Pool Device Errors Alert

I started having troubles when i uploaded some files to my rockstor and the upload started to go super slow, then drop out, then reconnect etc. So i logged into the rockstor box and there was an error in red
" Pool Device Errors Alert"
I went back into FTP nad i couldnt delete
Error: rmdir /mnt2/*******: received failure with description ‘Failure’

there are about 100GB free of a 5TB pool.

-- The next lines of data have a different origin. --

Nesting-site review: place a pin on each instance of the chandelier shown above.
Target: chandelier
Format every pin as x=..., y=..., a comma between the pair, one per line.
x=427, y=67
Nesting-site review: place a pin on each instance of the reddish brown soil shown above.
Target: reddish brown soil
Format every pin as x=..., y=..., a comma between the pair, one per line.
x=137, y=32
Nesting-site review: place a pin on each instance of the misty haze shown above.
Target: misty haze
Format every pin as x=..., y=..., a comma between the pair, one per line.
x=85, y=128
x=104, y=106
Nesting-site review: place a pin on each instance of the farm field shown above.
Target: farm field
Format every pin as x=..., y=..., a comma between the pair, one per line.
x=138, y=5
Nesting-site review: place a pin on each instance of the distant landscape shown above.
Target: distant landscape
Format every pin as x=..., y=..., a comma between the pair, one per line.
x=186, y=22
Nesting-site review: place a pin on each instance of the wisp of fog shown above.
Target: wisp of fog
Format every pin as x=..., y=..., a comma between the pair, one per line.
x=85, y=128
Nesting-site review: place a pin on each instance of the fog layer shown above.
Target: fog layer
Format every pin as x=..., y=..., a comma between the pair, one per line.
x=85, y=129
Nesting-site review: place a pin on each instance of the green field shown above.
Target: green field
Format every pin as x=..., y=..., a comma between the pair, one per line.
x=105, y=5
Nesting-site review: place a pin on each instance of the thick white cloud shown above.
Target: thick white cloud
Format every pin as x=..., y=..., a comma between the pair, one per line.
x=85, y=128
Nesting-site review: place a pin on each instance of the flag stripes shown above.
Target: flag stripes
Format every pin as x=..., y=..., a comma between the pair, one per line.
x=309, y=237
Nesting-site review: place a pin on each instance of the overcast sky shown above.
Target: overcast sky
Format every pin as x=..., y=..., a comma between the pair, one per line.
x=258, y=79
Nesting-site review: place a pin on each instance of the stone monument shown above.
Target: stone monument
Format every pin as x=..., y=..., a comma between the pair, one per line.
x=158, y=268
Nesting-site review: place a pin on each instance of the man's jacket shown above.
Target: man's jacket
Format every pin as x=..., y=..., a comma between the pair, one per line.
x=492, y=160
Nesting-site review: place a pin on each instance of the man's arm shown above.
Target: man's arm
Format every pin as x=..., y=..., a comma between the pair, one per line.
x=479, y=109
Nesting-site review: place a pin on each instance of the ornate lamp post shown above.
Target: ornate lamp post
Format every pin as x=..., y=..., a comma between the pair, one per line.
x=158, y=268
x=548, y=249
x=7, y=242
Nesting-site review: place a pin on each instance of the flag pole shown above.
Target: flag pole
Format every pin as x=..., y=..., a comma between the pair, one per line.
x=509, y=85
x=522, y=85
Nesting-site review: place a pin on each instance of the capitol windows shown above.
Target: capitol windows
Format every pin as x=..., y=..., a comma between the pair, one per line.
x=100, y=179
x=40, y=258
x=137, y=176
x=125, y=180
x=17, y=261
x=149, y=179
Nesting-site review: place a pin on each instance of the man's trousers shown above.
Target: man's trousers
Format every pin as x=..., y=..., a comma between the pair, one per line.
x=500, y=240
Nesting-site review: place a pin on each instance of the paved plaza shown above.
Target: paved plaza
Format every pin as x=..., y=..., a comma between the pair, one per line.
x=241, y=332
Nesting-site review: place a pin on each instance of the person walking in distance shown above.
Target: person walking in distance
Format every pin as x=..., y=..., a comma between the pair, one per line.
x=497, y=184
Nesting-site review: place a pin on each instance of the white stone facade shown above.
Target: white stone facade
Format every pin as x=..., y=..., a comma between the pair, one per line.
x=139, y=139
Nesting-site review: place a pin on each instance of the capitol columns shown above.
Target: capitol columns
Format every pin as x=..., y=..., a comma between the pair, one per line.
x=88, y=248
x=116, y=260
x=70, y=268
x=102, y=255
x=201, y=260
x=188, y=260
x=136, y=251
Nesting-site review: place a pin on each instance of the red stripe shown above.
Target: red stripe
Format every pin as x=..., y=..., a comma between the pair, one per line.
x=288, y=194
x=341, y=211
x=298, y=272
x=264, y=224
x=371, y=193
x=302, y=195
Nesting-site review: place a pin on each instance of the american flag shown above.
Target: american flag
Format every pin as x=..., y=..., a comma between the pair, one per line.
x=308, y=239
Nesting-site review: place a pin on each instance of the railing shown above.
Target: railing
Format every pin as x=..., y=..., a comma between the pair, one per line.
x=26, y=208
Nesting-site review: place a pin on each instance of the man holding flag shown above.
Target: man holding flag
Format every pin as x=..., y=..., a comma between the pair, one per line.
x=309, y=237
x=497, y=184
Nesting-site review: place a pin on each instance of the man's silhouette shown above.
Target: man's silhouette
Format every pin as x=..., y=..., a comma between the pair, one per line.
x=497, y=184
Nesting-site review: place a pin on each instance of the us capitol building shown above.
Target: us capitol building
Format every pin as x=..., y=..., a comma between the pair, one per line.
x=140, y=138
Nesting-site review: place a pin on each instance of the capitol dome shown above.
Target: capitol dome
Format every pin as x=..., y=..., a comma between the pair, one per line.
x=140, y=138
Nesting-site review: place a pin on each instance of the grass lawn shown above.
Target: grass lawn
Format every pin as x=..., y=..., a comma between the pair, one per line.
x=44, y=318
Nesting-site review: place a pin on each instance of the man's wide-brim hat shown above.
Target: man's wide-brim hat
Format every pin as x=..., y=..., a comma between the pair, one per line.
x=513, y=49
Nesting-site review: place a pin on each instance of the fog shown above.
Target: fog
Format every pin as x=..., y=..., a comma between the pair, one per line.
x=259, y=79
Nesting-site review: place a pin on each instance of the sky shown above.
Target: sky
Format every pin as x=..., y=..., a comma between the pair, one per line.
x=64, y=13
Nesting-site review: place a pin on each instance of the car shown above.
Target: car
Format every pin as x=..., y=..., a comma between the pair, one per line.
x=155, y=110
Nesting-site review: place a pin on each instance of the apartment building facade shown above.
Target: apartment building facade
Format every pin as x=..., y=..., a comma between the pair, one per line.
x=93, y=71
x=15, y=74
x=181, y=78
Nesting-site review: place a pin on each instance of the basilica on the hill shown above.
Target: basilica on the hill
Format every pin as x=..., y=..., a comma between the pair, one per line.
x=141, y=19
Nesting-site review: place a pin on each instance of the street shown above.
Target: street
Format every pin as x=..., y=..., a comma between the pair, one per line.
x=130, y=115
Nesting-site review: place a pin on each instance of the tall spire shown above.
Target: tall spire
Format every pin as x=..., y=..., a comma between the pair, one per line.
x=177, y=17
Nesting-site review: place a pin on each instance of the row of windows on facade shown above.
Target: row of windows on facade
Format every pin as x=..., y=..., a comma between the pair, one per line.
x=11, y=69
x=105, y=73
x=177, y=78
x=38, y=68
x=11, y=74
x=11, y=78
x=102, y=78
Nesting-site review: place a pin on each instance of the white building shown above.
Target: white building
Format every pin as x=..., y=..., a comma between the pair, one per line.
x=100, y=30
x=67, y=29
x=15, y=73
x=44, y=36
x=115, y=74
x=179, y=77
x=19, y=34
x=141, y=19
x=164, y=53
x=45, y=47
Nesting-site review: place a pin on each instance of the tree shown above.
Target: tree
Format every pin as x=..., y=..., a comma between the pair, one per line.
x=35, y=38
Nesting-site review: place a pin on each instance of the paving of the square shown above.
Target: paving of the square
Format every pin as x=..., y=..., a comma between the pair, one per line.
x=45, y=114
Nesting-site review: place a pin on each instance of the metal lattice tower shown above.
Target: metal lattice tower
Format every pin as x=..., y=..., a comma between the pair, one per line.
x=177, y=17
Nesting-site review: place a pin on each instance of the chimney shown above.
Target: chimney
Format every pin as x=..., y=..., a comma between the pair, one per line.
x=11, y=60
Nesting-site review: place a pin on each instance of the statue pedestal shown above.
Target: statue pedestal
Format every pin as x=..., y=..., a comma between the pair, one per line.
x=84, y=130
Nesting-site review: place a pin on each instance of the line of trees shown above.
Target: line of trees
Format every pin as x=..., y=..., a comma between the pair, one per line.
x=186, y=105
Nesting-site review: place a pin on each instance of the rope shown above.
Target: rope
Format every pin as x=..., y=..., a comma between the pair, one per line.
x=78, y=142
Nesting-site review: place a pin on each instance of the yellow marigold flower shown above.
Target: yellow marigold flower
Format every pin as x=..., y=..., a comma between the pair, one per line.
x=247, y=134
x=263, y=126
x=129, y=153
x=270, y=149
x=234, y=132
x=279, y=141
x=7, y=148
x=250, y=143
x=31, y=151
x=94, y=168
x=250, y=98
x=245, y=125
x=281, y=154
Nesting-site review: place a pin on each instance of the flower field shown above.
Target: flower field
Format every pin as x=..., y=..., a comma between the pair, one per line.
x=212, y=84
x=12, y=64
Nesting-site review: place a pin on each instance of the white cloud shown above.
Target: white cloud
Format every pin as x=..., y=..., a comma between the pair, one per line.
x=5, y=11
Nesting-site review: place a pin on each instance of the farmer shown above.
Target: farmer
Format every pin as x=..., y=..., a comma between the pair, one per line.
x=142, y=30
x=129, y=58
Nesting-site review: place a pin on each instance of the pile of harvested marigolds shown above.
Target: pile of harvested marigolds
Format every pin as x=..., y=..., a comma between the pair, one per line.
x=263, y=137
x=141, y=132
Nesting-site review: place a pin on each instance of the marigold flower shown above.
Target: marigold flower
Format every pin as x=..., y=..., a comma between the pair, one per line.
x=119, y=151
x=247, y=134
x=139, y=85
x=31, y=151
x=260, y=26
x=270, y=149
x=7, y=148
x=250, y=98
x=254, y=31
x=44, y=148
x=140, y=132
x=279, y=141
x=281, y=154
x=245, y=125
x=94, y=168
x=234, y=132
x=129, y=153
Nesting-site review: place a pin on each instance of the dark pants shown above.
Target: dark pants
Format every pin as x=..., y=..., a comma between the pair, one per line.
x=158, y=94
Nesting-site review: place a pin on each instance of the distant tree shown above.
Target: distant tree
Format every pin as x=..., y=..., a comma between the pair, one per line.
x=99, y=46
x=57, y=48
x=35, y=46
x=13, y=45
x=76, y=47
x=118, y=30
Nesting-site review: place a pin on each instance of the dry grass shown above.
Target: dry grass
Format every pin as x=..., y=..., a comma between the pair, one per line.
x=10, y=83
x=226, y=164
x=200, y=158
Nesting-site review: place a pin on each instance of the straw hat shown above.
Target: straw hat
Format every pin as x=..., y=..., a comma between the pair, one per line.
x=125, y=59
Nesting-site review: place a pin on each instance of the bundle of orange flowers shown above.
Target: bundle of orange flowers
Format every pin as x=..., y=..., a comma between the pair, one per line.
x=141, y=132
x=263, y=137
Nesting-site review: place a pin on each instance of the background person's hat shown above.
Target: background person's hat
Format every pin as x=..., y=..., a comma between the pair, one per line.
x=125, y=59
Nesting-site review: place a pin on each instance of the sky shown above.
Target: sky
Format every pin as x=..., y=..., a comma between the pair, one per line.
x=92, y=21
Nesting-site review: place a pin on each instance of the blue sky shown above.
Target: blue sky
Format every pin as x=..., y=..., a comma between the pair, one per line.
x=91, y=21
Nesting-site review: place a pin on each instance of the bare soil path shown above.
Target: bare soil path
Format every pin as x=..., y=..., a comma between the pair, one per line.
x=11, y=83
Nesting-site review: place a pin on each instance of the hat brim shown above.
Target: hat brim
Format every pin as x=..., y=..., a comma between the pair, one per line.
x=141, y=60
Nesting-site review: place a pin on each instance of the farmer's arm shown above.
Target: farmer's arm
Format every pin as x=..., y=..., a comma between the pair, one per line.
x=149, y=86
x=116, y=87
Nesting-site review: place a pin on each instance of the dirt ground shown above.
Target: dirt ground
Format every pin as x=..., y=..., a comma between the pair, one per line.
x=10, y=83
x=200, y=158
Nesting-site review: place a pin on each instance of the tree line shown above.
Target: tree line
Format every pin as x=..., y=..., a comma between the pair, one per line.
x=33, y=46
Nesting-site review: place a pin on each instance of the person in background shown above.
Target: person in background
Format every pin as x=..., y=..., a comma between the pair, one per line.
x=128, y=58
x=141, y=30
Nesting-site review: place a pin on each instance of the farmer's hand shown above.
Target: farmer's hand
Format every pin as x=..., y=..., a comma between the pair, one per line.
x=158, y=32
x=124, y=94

Can anyone shed some light on whats going on>? Could my drives be failing? I cant see any info around this in the drives page.

@jakeyg Hello there.

Take a look as the Pool details page, that should give more info on what’s going on.

Hope that helps.

rockstorPools

does that mean one of my disks is dying?

Hi,

I know @phillxnet will most likely be able to give you more help, but in the meantime, you should be able to see info on the type of errors by looking at the details page for the pool in question. Just click on its name and you should see a table with the number of errors if any.

Hope this helps,

1 Like

thanks flox,
appreciate your help. i see tht there are some I/O errors on the one drive. does this mean the drive is dying?rockstor_io

@jakeyg Hello again,

Pretty much yes. Although a faulty / loose SATA cable can cause this also. Btrfs is keeping a tally of the times it had trouble Writing and Reading. And depending on use you may be reading more often, hence more read errors. That’s pretty simplified and there are a few layers below btrfs but this does look like it could be a failing drive.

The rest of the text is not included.